La pratique du limogeage, cependant, valait mieux que la guillotine montagnarde ou la guillotine sèche des Thermidoriens et autres Directeurs, sans oublier la Terreur blanche et le peloton d'exécution du maréchal Ney, prince de la Moskova et duc d'Elchingen. Pourtant, elle avait fort marri monsieur de Chateaubriand, congédié comme un laquais après l'élection de la Chambre retrouvée de 1824.
Lorsque le vomitif américain avait prodigué ses effets purgatifs qui permettaient de préserver l'aristocratique maigreur de Madame, Marie-Caroline Auguste, duchesse d'Aumale, s'enveloppait frileusement d'un shal de cachemire et se retirait en sa thébaïde, c'est-à-dire son cabinet privé. Le quinquina et le cachou, autres médications souveraines, s'y substituaient alors à l'ipéca.

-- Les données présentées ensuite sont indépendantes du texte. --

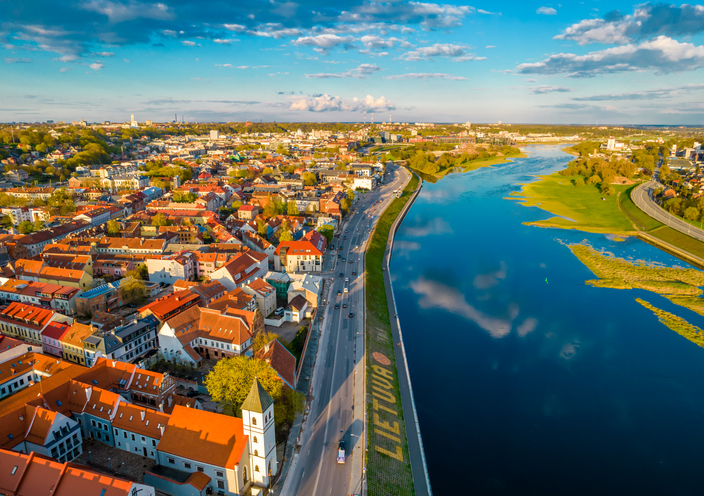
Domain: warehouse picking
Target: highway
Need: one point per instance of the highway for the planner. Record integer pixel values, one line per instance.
(337, 381)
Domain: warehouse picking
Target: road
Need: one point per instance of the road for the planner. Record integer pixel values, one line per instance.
(337, 381)
(642, 197)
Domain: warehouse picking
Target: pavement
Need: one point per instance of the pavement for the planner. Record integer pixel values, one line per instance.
(421, 481)
(336, 410)
(643, 198)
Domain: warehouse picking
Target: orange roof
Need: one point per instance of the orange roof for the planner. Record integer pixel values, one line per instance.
(33, 475)
(204, 436)
(138, 419)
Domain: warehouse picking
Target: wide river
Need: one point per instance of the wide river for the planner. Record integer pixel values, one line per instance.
(526, 380)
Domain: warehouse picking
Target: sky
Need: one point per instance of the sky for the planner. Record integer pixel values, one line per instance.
(590, 62)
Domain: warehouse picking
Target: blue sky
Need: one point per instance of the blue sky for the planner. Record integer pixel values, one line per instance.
(224, 60)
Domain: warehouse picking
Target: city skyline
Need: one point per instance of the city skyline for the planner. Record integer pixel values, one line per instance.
(98, 60)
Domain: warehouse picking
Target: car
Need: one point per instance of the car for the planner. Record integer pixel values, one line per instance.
(341, 451)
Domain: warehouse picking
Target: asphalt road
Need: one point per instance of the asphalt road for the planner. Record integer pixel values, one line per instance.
(314, 469)
(642, 197)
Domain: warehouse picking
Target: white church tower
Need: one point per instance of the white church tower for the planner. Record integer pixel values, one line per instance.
(258, 419)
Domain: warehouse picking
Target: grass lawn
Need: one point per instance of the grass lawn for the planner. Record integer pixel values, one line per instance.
(637, 216)
(386, 475)
(680, 240)
(585, 208)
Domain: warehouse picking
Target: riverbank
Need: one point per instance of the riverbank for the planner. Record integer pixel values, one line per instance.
(389, 470)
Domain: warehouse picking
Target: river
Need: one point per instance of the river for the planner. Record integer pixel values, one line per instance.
(526, 380)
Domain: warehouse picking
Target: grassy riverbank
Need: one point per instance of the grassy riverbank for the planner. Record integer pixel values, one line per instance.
(388, 463)
(584, 208)
(681, 286)
(677, 324)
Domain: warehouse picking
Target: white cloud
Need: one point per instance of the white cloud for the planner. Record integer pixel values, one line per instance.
(437, 295)
(546, 11)
(322, 43)
(426, 76)
(360, 72)
(436, 50)
(543, 89)
(121, 12)
(662, 55)
(327, 103)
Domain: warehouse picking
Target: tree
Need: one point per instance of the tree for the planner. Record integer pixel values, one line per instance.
(25, 227)
(261, 227)
(261, 339)
(160, 220)
(113, 228)
(692, 213)
(285, 232)
(292, 208)
(328, 231)
(231, 380)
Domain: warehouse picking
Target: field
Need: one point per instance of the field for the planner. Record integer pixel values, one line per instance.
(584, 208)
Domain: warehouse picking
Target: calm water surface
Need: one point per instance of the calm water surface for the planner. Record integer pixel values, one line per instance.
(526, 380)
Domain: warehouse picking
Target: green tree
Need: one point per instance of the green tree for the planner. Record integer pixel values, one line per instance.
(692, 213)
(292, 208)
(327, 231)
(25, 227)
(133, 289)
(231, 380)
(309, 178)
(285, 232)
(113, 228)
(261, 227)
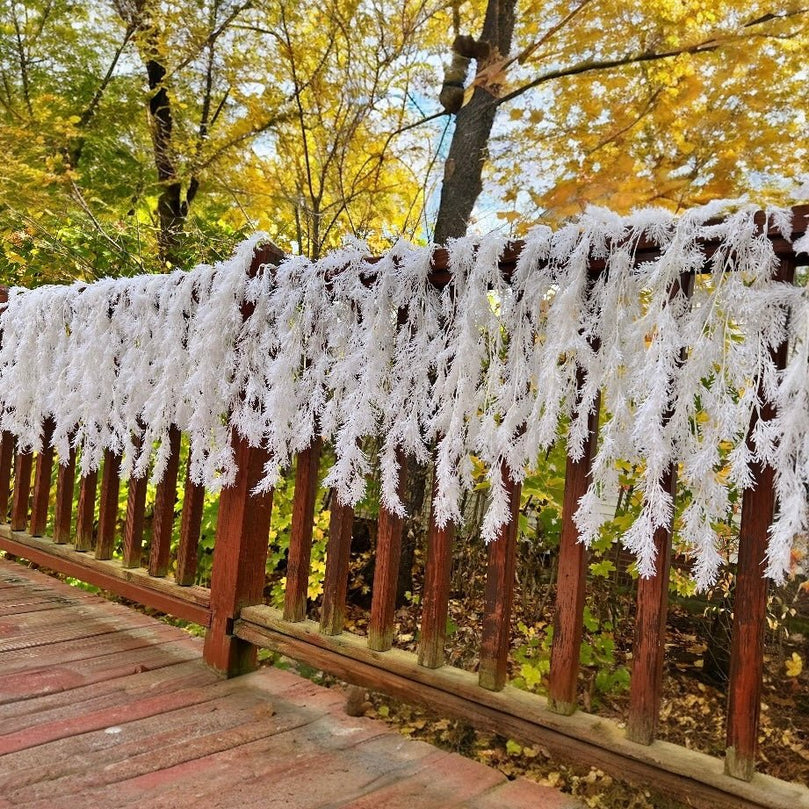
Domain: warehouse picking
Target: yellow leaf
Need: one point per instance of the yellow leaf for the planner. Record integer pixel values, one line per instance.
(794, 665)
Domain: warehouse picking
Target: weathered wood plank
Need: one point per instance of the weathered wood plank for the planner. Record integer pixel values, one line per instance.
(693, 777)
(338, 555)
(188, 603)
(165, 501)
(300, 541)
(386, 570)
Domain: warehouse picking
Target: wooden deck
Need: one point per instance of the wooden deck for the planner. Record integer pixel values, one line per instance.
(108, 707)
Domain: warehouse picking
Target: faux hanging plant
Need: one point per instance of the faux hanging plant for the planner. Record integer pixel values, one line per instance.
(484, 368)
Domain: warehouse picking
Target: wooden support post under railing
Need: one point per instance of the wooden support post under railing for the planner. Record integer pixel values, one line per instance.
(190, 525)
(85, 516)
(108, 505)
(42, 482)
(499, 595)
(22, 491)
(386, 570)
(435, 598)
(300, 541)
(570, 583)
(63, 511)
(240, 558)
(646, 685)
(6, 462)
(750, 599)
(135, 519)
(650, 636)
(165, 501)
(338, 554)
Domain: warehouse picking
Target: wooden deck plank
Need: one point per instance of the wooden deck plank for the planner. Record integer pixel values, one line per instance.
(126, 714)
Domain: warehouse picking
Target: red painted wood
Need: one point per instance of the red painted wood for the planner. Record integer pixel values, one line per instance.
(86, 512)
(165, 501)
(190, 526)
(499, 595)
(6, 462)
(435, 598)
(750, 599)
(567, 622)
(42, 482)
(135, 519)
(646, 685)
(108, 505)
(165, 602)
(386, 570)
(338, 554)
(22, 491)
(63, 513)
(240, 556)
(300, 542)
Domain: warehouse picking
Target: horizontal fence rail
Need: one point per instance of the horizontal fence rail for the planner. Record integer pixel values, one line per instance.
(84, 516)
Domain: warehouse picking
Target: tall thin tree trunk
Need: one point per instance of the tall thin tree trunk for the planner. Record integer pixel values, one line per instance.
(473, 126)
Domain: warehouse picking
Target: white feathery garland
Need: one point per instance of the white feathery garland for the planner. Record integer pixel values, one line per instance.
(345, 348)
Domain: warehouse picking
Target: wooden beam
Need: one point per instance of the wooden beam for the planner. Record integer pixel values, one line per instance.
(189, 604)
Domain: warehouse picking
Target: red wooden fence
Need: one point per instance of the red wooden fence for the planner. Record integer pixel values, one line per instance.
(84, 537)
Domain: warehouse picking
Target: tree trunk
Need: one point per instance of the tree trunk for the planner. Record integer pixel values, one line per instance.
(473, 125)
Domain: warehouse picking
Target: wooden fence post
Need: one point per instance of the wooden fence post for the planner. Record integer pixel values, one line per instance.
(386, 571)
(239, 561)
(242, 535)
(499, 595)
(570, 583)
(750, 599)
(300, 541)
(646, 685)
(437, 575)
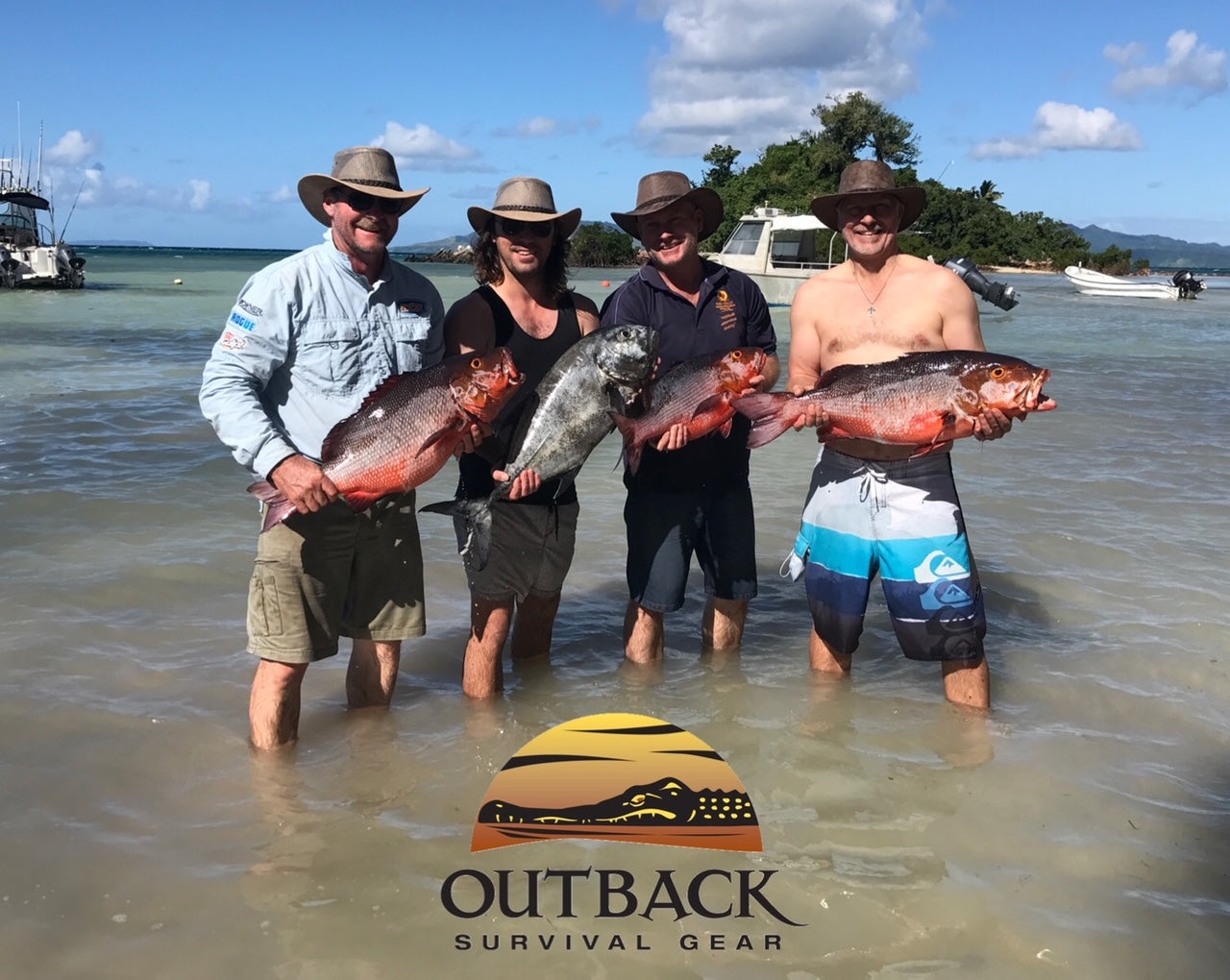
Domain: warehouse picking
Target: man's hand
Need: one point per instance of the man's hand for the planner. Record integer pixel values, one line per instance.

Cela, lorsque Madame était en relative forme. Car il n'était point rare que les domestiques la remarquassent, errant mélancoliquement en ses appartements, hâve, languide et pourpre, encore vêtue sur le coup des midi d'une méchante chemise de nuit de popeline azur ou guède, sous une robe de chambre de serge jaunette laissée ouverte, qu'il y ait frimas ou pas, les pieds nus bleuis de froid dans des mules grèges ordinaires non-fourrées, les mains fines et diaphanes protégées par des mitaines de filoselle, ses merveilleux cheveux blonds défaits, fols, entremêlés et tombant jusqu'aux reins, grelottant et toussant, l'iris bleu fiévreux et cerné. Elle s'asseyait au clavier du demi-queue et tentait de pianoter quelques fragments de valses de monsieur Chopin, la larme à l'oeil.
Comme toute grande demeure de ce temps, Chantilly était particulièrement mal chauffé et les vastes pièces n'arrangeaient rien. On avait beau jeter force bûches dans les cheminées, qu'elles tirassent bien ou mal, tisonner à tout-va, s'assurer de la solidité des chenets et de la hotte, le constat demeurait inchangé : Chantilly, comme Versailles et tous ces châteaux du Siècle de Louis XIV, n'était qu'une infâme glacière! Il n'était plus temps de savoir s'il fallait recourir au petit ramoneur savoyard, non point qu'il en manquât dans le secteur, mais parce que, servant un prince royal, celui-ci exigerait qu'on le payât conséquemment en bons jaunets et non en simples billons divisionnaires ; et le sang-bleu pouvait faire preuve de pingrerie!
Quand elle avait franchement grand froid, n'y tenant mais, Marie-Caroline s' emmitouflait dans une vieille pelisse, une de ces antiques peaux de carriole, droit importée du Canada, dont on eût voulu faire accroire qu'il s'agissait de caribou, alors que c'était simplement du castor.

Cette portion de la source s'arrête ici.